Por lo que se ve, por aquel entonces los “expertos” no se atrevían a proponer una edad a partir de la cual comenzar a amargarle la vida a los críos con el colesterol y estos mitos purgativos tan de adultos. Pero ahora ya sí se sienten legitimados para establecer el momento en que ésto sea posible: los nueve añitos. La misma edad que esta cría de la foto.

Así de clarito lo dicen “los expertos”: “The preventive health work against atherosclerosis should be started in childhood, as the early risk factors matter“.

Uno podría pensar que dicha recomendación sale de algún ensayo clínico en el que haya analizado si un grupo de niños con una edad media de 9 años y a los que se haya analizado el colesterol, realizado pruebas genéticas para detección de alteraciones lipídicas, sometido a pruebas de cribado de diabetes tipo 1, tomado su tensión arterial, pesado y tallado y se hayan puesto a régimen dietético y atiborrado a estatinas para reducir su riesgo cardiovascular, al cabo de 20, 30 o 40 años, se mueren menos de infartos o de ictus que los niños a los que no les hacemos esas perrerías.

Pero no. Ingenuo del que lo piense…

Los expertos se basan en 4 estudios de cohortes, no en ensayos clínicos (menor calidad de evidencia científica). Y los resultados que midieron no eran si tenían o no menos infartos u otros tipo de enfermedades cardiovasculares, sino el grosor de las capas intima-media de la arteria carótida. Este parámetro algunos lo consideran una variable subrogada correlacionada con la enfermedad cardiovascular, pero otros le restan importancia y lo degradan al rango de simple marcador sin capacidad predictora.

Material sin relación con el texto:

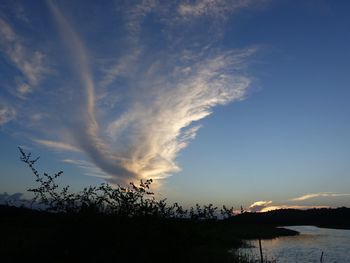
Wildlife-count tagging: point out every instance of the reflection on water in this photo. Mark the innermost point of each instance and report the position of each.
(308, 246)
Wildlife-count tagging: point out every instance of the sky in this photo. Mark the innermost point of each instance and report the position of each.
(235, 102)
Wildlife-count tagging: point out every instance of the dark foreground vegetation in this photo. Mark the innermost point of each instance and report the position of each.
(127, 224)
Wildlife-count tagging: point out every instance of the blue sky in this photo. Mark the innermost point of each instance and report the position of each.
(220, 101)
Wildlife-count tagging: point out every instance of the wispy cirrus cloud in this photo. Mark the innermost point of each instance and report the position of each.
(157, 89)
(61, 146)
(213, 7)
(31, 63)
(316, 195)
(265, 206)
(7, 113)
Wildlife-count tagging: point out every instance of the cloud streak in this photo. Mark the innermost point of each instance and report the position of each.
(156, 97)
(163, 105)
(316, 195)
(30, 63)
(265, 206)
(7, 113)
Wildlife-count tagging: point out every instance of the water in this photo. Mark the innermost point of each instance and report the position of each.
(308, 246)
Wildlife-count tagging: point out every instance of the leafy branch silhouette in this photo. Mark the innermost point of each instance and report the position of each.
(123, 201)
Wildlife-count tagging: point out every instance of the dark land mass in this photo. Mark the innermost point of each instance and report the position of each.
(321, 217)
(55, 237)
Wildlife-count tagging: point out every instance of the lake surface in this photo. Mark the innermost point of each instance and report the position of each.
(308, 246)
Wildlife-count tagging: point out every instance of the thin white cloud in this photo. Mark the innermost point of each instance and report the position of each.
(212, 7)
(316, 195)
(157, 103)
(57, 145)
(30, 63)
(301, 207)
(7, 113)
(258, 206)
(89, 168)
(265, 206)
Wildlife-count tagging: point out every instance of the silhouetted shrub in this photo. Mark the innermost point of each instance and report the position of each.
(124, 201)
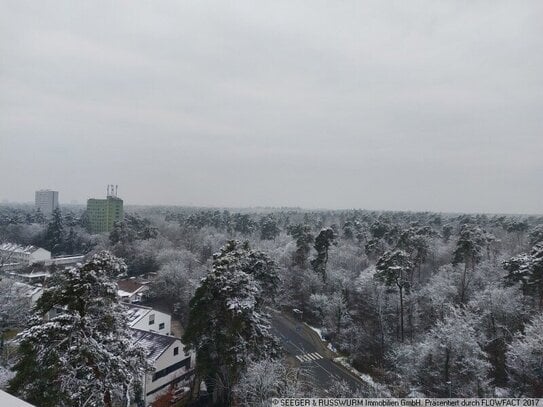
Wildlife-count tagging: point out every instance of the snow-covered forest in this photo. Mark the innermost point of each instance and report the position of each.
(423, 303)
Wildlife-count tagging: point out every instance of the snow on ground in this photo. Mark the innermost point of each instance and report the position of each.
(318, 331)
(366, 378)
(5, 376)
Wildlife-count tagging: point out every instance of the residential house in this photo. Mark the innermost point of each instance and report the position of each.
(148, 319)
(131, 290)
(15, 257)
(173, 366)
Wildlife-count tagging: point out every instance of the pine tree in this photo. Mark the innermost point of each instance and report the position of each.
(528, 270)
(54, 234)
(227, 324)
(268, 228)
(83, 356)
(395, 268)
(302, 235)
(322, 244)
(469, 248)
(525, 360)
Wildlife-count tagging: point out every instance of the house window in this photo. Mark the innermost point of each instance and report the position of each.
(170, 369)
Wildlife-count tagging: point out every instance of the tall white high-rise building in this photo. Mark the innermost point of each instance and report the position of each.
(46, 201)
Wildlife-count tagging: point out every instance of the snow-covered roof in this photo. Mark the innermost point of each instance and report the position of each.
(129, 287)
(40, 274)
(12, 401)
(136, 312)
(153, 343)
(17, 248)
(26, 290)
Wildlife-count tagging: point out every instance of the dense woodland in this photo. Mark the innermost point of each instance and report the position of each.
(433, 303)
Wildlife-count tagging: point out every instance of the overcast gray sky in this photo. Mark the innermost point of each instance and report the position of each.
(411, 105)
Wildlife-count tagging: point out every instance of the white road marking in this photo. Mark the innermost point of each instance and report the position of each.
(309, 357)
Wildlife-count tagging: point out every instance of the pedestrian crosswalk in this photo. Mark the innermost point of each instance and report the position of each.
(309, 357)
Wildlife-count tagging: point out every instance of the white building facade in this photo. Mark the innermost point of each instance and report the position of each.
(173, 367)
(46, 201)
(148, 319)
(18, 256)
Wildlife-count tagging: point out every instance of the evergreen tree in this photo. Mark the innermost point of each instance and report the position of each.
(322, 244)
(83, 356)
(528, 270)
(268, 228)
(449, 361)
(228, 326)
(469, 248)
(304, 238)
(525, 360)
(395, 268)
(54, 234)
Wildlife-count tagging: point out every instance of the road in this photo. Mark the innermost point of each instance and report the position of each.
(310, 352)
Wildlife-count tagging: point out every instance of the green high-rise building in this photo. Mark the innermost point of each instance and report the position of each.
(103, 213)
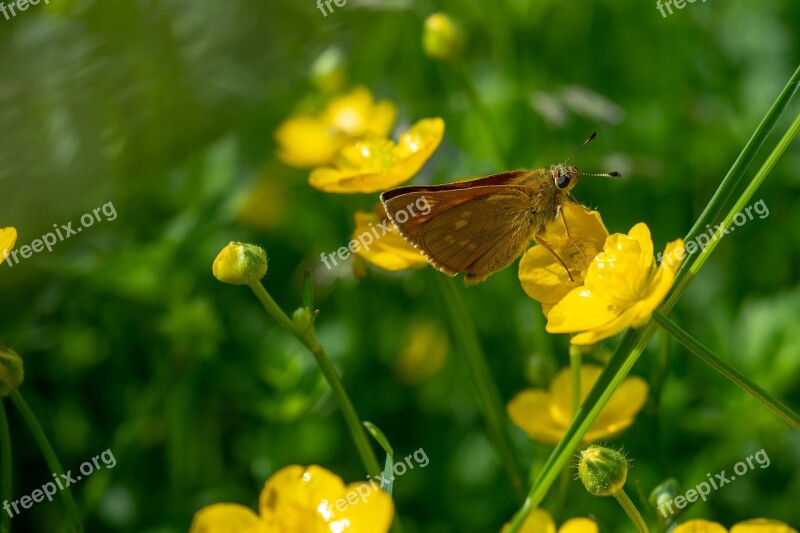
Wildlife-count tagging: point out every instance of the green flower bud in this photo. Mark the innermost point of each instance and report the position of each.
(11, 371)
(240, 264)
(603, 471)
(442, 38)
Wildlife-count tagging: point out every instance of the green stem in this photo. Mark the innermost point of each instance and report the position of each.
(634, 342)
(631, 510)
(308, 337)
(49, 456)
(691, 344)
(6, 468)
(575, 368)
(488, 396)
(492, 139)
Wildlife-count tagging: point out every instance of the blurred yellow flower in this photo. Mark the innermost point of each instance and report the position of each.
(757, 525)
(308, 140)
(542, 276)
(376, 164)
(423, 355)
(540, 521)
(545, 415)
(8, 236)
(388, 249)
(623, 287)
(303, 500)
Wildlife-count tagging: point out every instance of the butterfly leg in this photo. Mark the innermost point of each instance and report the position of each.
(560, 214)
(549, 249)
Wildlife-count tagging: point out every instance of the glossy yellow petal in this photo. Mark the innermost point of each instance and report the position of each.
(532, 411)
(227, 518)
(381, 245)
(579, 525)
(374, 164)
(297, 498)
(355, 114)
(305, 141)
(8, 236)
(538, 521)
(372, 513)
(542, 276)
(700, 526)
(762, 525)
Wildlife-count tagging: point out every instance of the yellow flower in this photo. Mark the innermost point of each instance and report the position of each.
(381, 245)
(542, 276)
(308, 140)
(303, 500)
(757, 525)
(623, 287)
(546, 415)
(540, 521)
(376, 164)
(8, 236)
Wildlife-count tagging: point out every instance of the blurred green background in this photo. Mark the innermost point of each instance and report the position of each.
(167, 109)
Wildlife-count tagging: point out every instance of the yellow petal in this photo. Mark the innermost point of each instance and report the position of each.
(227, 518)
(297, 498)
(579, 525)
(532, 411)
(762, 525)
(372, 513)
(542, 276)
(700, 526)
(374, 164)
(8, 236)
(305, 141)
(389, 250)
(538, 521)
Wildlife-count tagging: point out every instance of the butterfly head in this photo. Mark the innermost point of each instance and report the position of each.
(564, 176)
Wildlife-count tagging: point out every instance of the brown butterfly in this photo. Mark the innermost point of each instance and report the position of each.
(481, 226)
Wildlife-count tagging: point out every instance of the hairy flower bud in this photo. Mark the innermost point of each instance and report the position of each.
(602, 471)
(240, 264)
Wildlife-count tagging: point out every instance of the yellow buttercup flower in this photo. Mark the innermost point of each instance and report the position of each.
(303, 500)
(376, 164)
(8, 236)
(757, 525)
(381, 245)
(540, 521)
(543, 278)
(307, 140)
(623, 287)
(545, 415)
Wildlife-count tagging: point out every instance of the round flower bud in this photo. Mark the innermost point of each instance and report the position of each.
(442, 38)
(602, 471)
(11, 371)
(240, 264)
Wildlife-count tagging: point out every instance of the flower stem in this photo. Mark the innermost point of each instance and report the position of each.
(694, 346)
(309, 339)
(634, 342)
(488, 396)
(6, 468)
(631, 510)
(49, 456)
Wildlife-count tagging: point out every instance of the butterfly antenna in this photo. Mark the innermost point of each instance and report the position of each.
(587, 141)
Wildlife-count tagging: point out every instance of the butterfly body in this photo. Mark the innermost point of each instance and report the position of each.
(481, 226)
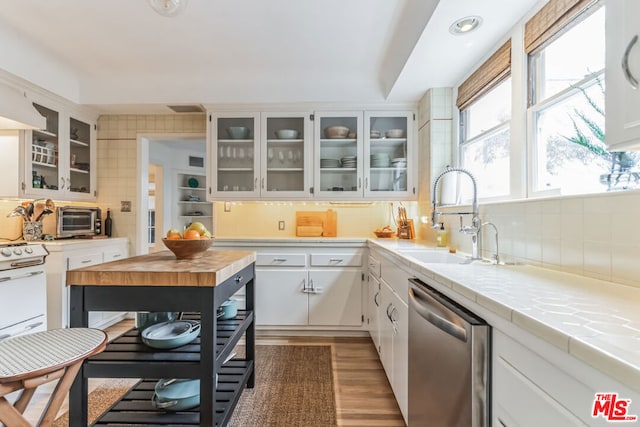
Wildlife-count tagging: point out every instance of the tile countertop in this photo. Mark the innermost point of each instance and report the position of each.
(596, 321)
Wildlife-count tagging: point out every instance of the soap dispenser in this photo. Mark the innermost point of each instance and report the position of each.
(442, 236)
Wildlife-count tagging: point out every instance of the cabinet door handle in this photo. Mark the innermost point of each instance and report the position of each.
(625, 63)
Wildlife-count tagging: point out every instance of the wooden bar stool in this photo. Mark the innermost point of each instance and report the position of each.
(28, 361)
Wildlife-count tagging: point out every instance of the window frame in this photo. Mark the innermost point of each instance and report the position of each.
(463, 118)
(534, 81)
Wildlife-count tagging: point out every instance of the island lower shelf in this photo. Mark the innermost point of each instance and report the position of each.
(128, 357)
(135, 407)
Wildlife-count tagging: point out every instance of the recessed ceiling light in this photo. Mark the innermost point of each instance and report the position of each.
(465, 25)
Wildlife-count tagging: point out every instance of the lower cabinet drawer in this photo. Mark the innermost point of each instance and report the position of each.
(281, 260)
(336, 260)
(87, 260)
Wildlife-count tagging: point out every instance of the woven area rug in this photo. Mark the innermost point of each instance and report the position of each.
(294, 387)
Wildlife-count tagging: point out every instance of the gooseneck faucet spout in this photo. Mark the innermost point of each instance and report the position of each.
(476, 224)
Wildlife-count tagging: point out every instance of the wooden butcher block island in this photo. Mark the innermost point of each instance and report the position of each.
(160, 282)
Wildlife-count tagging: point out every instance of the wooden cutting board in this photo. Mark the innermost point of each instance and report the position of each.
(316, 223)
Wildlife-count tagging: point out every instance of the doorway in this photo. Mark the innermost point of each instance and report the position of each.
(161, 158)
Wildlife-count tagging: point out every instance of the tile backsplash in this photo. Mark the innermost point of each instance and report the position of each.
(592, 235)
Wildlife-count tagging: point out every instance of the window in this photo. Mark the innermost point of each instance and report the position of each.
(484, 145)
(568, 154)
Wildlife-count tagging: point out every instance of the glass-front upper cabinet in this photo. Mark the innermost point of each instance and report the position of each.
(82, 156)
(61, 158)
(389, 155)
(286, 153)
(45, 149)
(234, 155)
(338, 155)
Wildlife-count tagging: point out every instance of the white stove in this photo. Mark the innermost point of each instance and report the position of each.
(23, 290)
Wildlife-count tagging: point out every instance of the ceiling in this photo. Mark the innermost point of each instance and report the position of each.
(123, 57)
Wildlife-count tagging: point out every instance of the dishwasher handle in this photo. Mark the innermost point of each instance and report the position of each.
(421, 302)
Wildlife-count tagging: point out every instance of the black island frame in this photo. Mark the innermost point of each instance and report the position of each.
(128, 357)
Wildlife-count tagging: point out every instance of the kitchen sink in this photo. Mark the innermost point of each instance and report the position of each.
(434, 257)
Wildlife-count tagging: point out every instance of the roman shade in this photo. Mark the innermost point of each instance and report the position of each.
(555, 16)
(486, 77)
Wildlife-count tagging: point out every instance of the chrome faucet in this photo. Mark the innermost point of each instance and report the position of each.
(474, 229)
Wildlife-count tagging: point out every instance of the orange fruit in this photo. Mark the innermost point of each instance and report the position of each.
(191, 235)
(173, 234)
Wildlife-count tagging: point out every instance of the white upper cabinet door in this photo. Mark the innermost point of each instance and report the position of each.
(234, 156)
(60, 161)
(286, 156)
(338, 162)
(389, 158)
(623, 75)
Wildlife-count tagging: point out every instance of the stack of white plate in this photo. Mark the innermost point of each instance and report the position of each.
(329, 163)
(349, 161)
(380, 160)
(399, 162)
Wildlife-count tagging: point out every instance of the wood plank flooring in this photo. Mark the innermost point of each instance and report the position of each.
(363, 395)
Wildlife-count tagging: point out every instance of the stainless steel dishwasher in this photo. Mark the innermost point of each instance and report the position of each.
(449, 359)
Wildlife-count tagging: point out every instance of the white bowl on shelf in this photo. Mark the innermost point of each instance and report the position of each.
(287, 134)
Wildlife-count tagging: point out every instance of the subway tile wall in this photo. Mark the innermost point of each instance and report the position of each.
(591, 235)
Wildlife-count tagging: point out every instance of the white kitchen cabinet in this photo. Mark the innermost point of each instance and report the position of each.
(313, 162)
(335, 298)
(374, 310)
(191, 201)
(394, 349)
(67, 255)
(285, 156)
(394, 326)
(338, 161)
(265, 163)
(295, 296)
(60, 161)
(385, 164)
(622, 75)
(389, 155)
(280, 297)
(233, 177)
(528, 390)
(306, 287)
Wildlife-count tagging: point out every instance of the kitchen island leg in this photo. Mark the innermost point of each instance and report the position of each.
(79, 391)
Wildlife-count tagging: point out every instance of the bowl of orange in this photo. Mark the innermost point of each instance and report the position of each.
(188, 248)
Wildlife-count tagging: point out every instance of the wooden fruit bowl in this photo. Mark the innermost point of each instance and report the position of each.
(384, 234)
(188, 249)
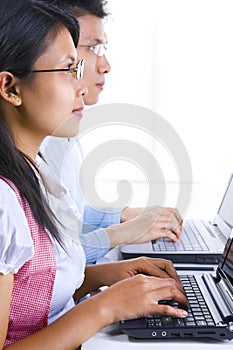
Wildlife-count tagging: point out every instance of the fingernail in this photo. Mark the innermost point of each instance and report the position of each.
(183, 313)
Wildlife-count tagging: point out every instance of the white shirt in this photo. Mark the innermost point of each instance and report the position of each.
(16, 248)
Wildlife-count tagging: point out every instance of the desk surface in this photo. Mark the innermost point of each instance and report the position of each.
(111, 338)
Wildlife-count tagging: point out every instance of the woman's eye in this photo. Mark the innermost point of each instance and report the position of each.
(92, 48)
(70, 66)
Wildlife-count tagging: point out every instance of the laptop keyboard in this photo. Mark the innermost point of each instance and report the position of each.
(191, 240)
(198, 311)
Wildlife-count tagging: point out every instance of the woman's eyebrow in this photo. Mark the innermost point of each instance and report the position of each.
(69, 57)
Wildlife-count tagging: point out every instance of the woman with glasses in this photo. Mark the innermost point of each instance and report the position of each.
(42, 263)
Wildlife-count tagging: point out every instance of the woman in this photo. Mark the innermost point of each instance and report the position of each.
(41, 261)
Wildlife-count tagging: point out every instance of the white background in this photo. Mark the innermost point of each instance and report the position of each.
(176, 58)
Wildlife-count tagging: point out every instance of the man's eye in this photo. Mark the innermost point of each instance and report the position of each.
(70, 66)
(93, 48)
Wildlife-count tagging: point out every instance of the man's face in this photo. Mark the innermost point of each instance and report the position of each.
(92, 33)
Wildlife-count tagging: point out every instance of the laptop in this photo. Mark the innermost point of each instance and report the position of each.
(202, 241)
(210, 312)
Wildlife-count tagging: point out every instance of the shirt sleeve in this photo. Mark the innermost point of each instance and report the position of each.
(95, 244)
(16, 245)
(95, 218)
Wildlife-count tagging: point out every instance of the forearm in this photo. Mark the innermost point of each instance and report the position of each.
(91, 283)
(69, 331)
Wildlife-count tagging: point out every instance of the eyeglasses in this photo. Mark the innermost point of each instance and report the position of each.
(98, 49)
(77, 72)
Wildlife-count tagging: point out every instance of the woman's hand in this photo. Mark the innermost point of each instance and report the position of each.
(111, 273)
(100, 275)
(147, 224)
(138, 296)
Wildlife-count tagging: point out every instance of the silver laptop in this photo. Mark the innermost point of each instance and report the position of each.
(210, 312)
(202, 241)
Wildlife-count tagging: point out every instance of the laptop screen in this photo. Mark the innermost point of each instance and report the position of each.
(225, 210)
(227, 259)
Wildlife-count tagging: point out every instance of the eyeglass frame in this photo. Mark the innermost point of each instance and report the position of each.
(79, 69)
(103, 48)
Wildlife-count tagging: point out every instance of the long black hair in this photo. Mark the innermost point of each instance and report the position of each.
(79, 8)
(26, 29)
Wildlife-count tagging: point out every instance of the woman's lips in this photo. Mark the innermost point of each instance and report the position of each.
(78, 111)
(100, 85)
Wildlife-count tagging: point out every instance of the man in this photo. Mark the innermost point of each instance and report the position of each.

Con estos datos en la mano es, cuando menos, cuestionable intervenir tan temprano y de una forma tan agresiva sobre todo niño de 9 años. Por eso quizá quieran afinar un poco más, y ver la forma de seleccionar a las personas que más se beneficiarían de una intervención agresiva, con fármacos, para reducir el riesgo.

“what remains unknown,” says Gidding, “is how to select those individuals who would most benefit from aggressive, pharmacological intervention to lower risk.”

El caso es medicalizar a cuanta más gente y cuanto antes comencemos mejor.

¿Porqué no dejamos a los críos crecer y vivir en paz?